Bob Knight returned to Indiana for the first time in 20 years on Saturday.
Knight, and the story of his firing, played a role in my reporting of the biggest story of my career.
When Knight was fired before the start of the 2000 season, there was an interview that ESPN (I believe) conducted with an Indiana player. I can't tell you who it is, and I couldn't find a clip on YouTube (if anyone has it, it's Galen Clavio). But I remember watching it in my apartment in Olean, N.Y., and I remember the reporter asking if the player if the team was going to play its games this season.
I don't know, the player said.
In March of 2003, the St. Bonaventure player eligibility scandal occurred. Mike Harrington and I were breaking stories. The night the scandal broke, after a long day of writing and reporting, I stopped back by my apartment. I put on the local news to catch up on what the Buffalo TV stations were reporting. Just before heading back to the newsroom, I saw a reporter — again, in my memory, it was from the now-defunct Empire Sports Network, but I can't say that for sure — say that the St. Bonaventure players were meeting.
At that moment, I flashed back to that interview with an Indiana player three years earlier.
"They're voting on whether or not they're playing the rest of the season." I thought to myself.

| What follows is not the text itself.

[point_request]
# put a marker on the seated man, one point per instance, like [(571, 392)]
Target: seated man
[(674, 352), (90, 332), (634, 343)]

I had zero reporting at that point that anything was going on with the players. It was pure journalistic instinct. But I did the only thing to do - got in the car and drove to campus. I found nothing there, but within a few hours, I had heard that players were leaving campus. The boycott happened the next day. I had a head start on the story in part because of my instincts from watching that interview.
In part because of Bob Knight.
The journalistic lesson — you never know what you're going to remember. You never know what's going to stick in your memory, what's going to jog that memory, or when it's going to be useful. But when it happens, follow your instincts. Trust them.